Telematikinfrastruktur

Herausforderung Rezeptabrechnung

Stuttgart - 25.01.2021, 10:45 Uhr

Wie gelangen die Rezeptdaten künftig in die Rechenzentren? (Foto: Schelbert)

Wie gelangen die Rezeptdaten künftig in die Rechenzentren? (Foto: Schelbert)


Abrechnung – kein Thema für die Gematik

„Da die Gematik in § 300 nicht genannt ist und die Regelungen nicht festlegt, können wir über die genauen Inhalte zur Abrechnung keine Auskunft erteilen“, so eine Sprecherin auf Anfrage von DAZ.online. Und weiter: „Die Festlegung der Dispensier-/Abrechnungsdaten sowie die prozessuale Darstellung der Abrechnung zwischen Warenwirtschaftssystem und Abrechnungszentrum erfolgt außerhalb der Telematikinfrastruktur.“ Man stehe aber zur Verfügung und würde Informationen zum E-Rezept bereitstellen, damit die Apotheker und Krankenkassen die Regelungen festlegen können.

VDARZ und NGDA bieten Unterstützung an

Die Rezeptabrechnung gehört also nicht zum Aufgabenbereich der Gematik und soll kein Bestandteil der TI sein, dennoch muss sie sicher und zuverlässig zwischen den Leistungserbringern und Kostenträgern funktionieren. Aus Kreisen des DAV erfährt man, dass Gespräche darüber mit Vertretern der Krankenkassen aktuell laufen. Neben der Gematik ist es auch der Interessenverband der Apothekenrechenzentren (VDARZ), der seine Unterstützung anbietet. Nach Informationen von DAZ.online stellt es offenbar eine größere Herausforderung dar, die modernen Daten der E-Rezepte in die eher betagte EDV der Krankenkassen einzuspeisen. „Hier trifft die neue auf die alte Welt“, bringt es ein Vertreter der Apothekenrechenzentren auf den Punkt.

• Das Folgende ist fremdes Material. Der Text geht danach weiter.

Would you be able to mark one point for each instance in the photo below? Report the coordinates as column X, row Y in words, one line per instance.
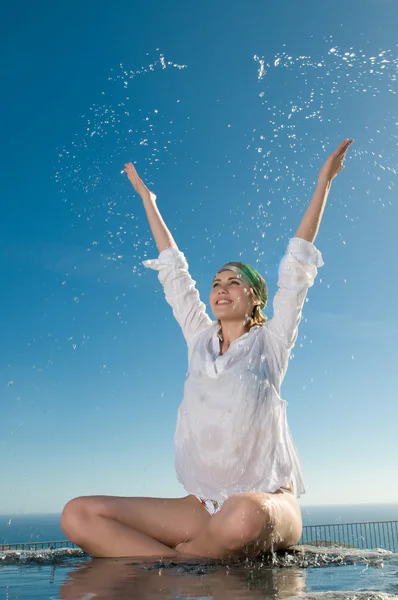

Man müsse erst einmal einen Standard schaffen, damit die Verordnungsdaten zwischen den Apotheken und Krankenkassen übertragen werden könnten. Dieser solle am Ende den gleichen technischen Sicherheitsanforderungen entsprechen, wie jene innerhalb der TI. Ungeklärt seien jedoch Fragen hinsichtlich der Versicherung der Rezeptdaten. Die bisherigen Regelungen im Sozialrecht würden noch vom Papierrezept ausgehen und seien zum Teil 60 Jahre alt. „Es kann nicht sein, dass die Apotheken für die Übertragung der E-Rezept-Daten letztlich höhere Gebühren zahlen müssen als für die Übersendung der Papierrezepte“, so der Vertreter der Rechenzentren. Auch einer weiteren Bürokratisierung wolle man entgegenwirken. So steht auch die Netzgesellschaft Deutscher Apotheker (NGDA) bereit, um technischen Support zu leisten. Denkbar wäre, für die Authentifizierung auf die bereits bestehenden N-Ident-Zertifikate zurückzugreifen.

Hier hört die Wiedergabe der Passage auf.